Know Your Position: New Technology In Automation Sensors
Netzer transmit/receive read head over a modulating active linear stator strip with coarse/fine pattern shown.
There are a number of technologies used to create linear and angular position sensors. Potentiometers, differential transformers, inductive transducers, as well as magnetostrictive, magnetoresistive, Hall effect, capacitive, and encoder based sensors (among others), all serve the industrial market according to the specific requirements of the applications. Each of these technologies has a set of operating, environmental, and economic parameters that makes it particularly appropriate for a set of uses. Because of their inherent digital nature, great stability, and potential for very fine measurement over relatively large measuring ranges, encoder based sensors have particularly become the instrument of choice in robotics and machining applications. Encoders are also very widely used for high speed motor or simple multi-turn rotating shaft situations where an incremental output is adequate but directional information as provided by quadrature may be needed. Encoders are either incremental or absolute.
Absolute, Incremental, Or Electric Capacitive?
Absolute encoders are able to power-off and power-on, and still “know” where they are, while incremental encoders only know where they are relative to where they started. In a power-off/power-on situation, the incremental encoder has to be “homed” before it can be used again so that it is able to re-establish its relative position.
Exploded view of two-part rotary Electric Encoder where top plate transmits/receives and bottom plate modulates the field.
Into this mix comes the “electric capacitive” encoder, a new technology commercialized by Netzer Precision Motion Sensors, Ltd. of Misgav, Israel. This insurgent technology delivers the extreme accuracy of the optical encoder in a very small package, while operating in severe environments at an economical cost comparable to magnetic encoders. Invented by Yishay Netzer, formerly of Israel’s Rafael Armament Development Authority and a holder of over twenty international patents in sensors and related electronics, the capacitive Electric Encoder® was first created to provide extremely reliable rotary position accuracy for fire control and reconnaissance operations in defense/aerospace applications.
The severe requirements for these applications included rotary measurement tolerance to .001 degrees, low weight, very low section width, up to 7” shaft acceptance, high shock and vibration resistance, extreme operating temperatures and frequent temperature cycling, low power consumption, high tolerance to condensation and contaminants, and no magnetic signature or sensitivity to EMI/RFI or magnetic fields. The company that followed the invention, Netzer Precision Motion Sensors, has created a multitude of both linear and rotary sensor forms based upon its technology.
How They Work
Netzer’s non-contact position sensor technology relies upon the basic principle of the variance of RF signal attenuation as a function of capacitance. Within a Netzer three-part rotary Electric Encoder, a dielectric rotor rotates (in synch with the shaft motion) between two stationary printed boards. One board serves as a space/time modulated electric-field transmitter, and the other as a field receiver. The rotor interaction with the electric field is influenced by the shaft rotation angle. The received, integrated field is converted to a proportional current which is processed to provide DC output signals, proportional to the Sine and Cosine of the shaft angle.

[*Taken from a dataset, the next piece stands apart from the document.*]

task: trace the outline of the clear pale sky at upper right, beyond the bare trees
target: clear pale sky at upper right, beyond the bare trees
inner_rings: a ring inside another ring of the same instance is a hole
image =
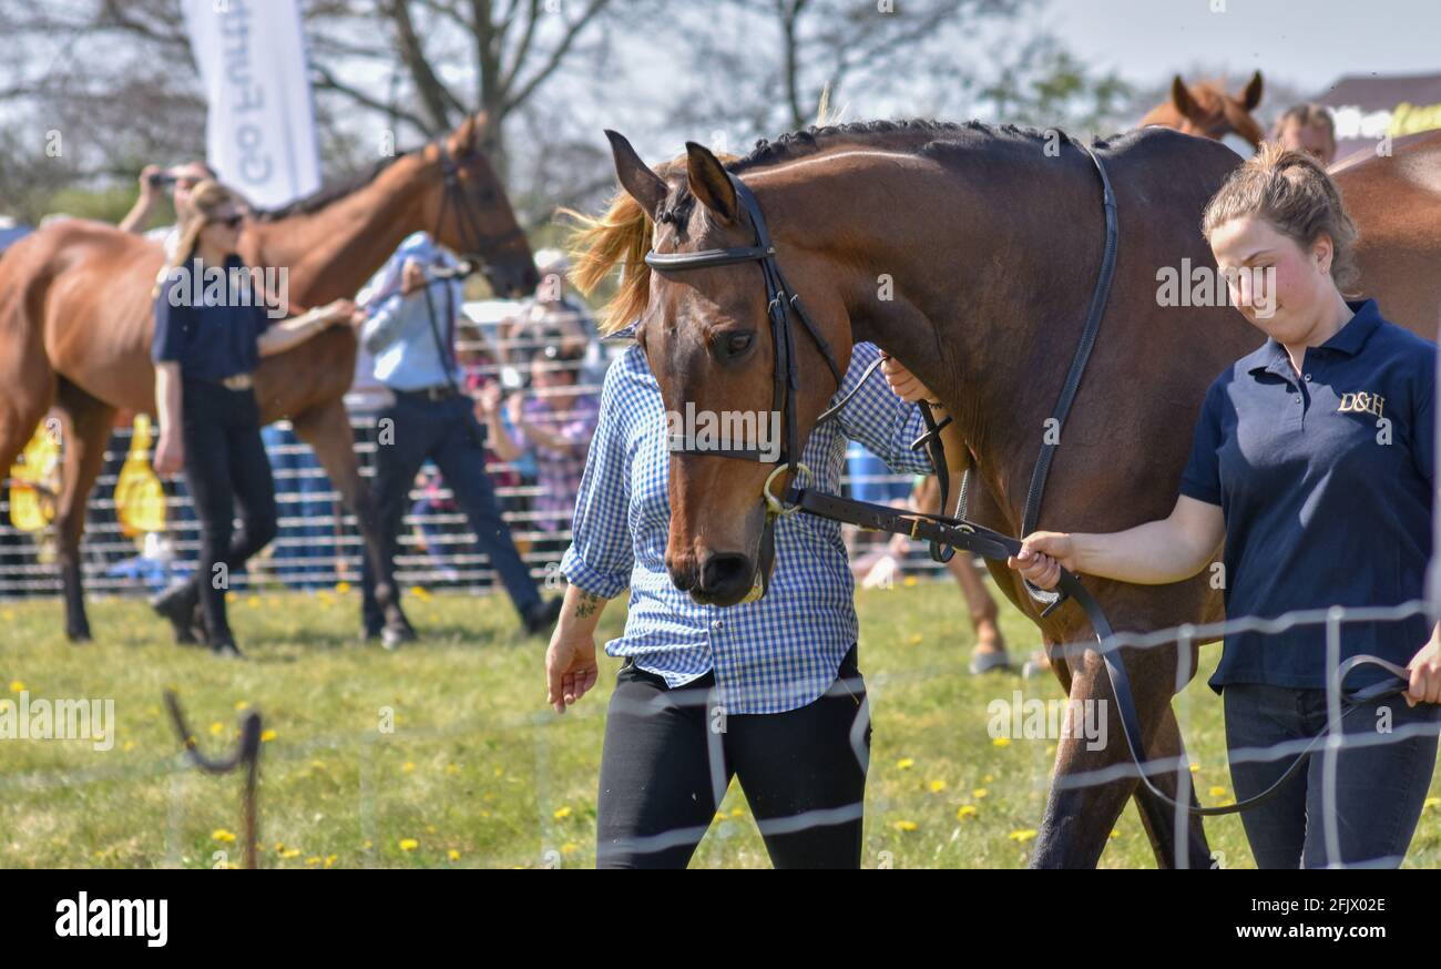
[[[1045,16],[1082,61],[1138,82],[1205,63],[1320,94],[1346,74],[1441,71],[1441,0],[1052,0]]]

The Netzer two-part rotary Electric Encoder comprises a fixed stator board that includes field transmitting and receiving plates on its bottom side, and processing electronics on its top side. The bottom side faces the rotor, which in turn modulates and redirects the field. The received integrated field is converted to a proportional current which is processed to provide DC output signals proportional to the Sine and Cosine of the shaft angle.
A cutaway view of linear Electric Encoder with a passive “cable-less” spoiler gliding between active transmitter and receiver plates.

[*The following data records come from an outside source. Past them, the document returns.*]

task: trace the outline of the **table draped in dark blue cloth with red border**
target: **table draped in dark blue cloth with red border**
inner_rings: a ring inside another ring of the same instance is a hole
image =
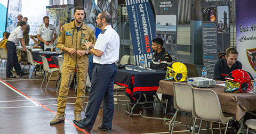
[[[134,100],[134,95],[139,95],[137,103],[135,103],[132,107],[131,116],[132,111],[137,104],[153,103],[139,102],[141,94],[154,94],[157,96],[156,91],[159,87],[159,81],[165,78],[165,74],[166,71],[163,70],[156,70],[156,72],[137,72],[125,69],[117,69],[115,83],[117,85],[126,87],[125,95]],[[157,100],[154,102],[160,102],[164,109],[164,106],[159,98],[156,97],[156,99]]]

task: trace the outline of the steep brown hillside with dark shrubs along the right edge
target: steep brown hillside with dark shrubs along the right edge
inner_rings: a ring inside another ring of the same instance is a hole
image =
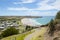
[[[51,23],[52,24],[48,26],[48,31],[44,35],[44,40],[60,40],[60,11]]]

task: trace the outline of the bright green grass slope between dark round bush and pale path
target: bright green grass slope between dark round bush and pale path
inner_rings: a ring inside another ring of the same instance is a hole
[[[31,34],[32,32],[33,31],[29,31],[23,34],[9,36],[9,37],[3,38],[2,40],[24,40],[25,36],[27,36],[28,34]]]

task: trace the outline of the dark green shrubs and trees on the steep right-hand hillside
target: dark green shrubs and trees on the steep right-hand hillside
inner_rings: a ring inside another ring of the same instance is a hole
[[[57,13],[54,20],[51,20],[49,23],[49,34],[52,36],[55,31],[56,24],[60,24],[60,11]]]

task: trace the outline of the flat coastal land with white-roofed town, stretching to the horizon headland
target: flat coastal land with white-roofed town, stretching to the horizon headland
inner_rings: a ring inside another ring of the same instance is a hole
[[[7,29],[9,27],[15,27],[16,29],[25,30],[27,25],[24,25],[21,22],[21,20],[23,18],[41,18],[41,16],[0,16],[0,30]],[[31,25],[33,25],[33,24],[31,24]],[[35,26],[35,27],[37,27],[37,26]]]

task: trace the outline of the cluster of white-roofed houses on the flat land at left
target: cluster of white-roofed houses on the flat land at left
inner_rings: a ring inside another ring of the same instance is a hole
[[[11,21],[3,21],[0,23],[0,29],[4,29],[7,27],[18,27],[19,24],[17,24],[16,22],[11,22]]]

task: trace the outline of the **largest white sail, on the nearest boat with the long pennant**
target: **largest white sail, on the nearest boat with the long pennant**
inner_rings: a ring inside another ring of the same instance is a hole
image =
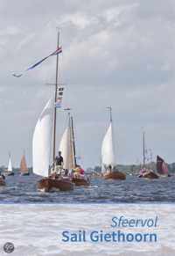
[[[35,174],[48,177],[52,145],[54,101],[49,99],[38,118],[32,138],[32,167]]]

All Netzer Electric Encoders employ a dual, coarse/fine code pattern that enables extraordinarily fine resolution and accuracy even in a very inexpensive rotary device. The basic theory behind this coarse/fine scheme is that if the total measuring range of a sensor device can be broken up into a series of small, equal, distinctly identifiable segments, the incremental scale of each small segment can be much finer than it would be if that same incremental scale were set over the entire measuring range.
A three-part rotary Electric Encoder with a dialectric rotor altering capacitance between the transmitter and the receiver plates.
A Look To The Future
Relying on the interaction between the absolute position or displacement of an object and a space/time modulated electric field, capacitive encoder based position sensing has the potential to bring extremely high accuracy to applications where cost and environmental barriers have been limiting.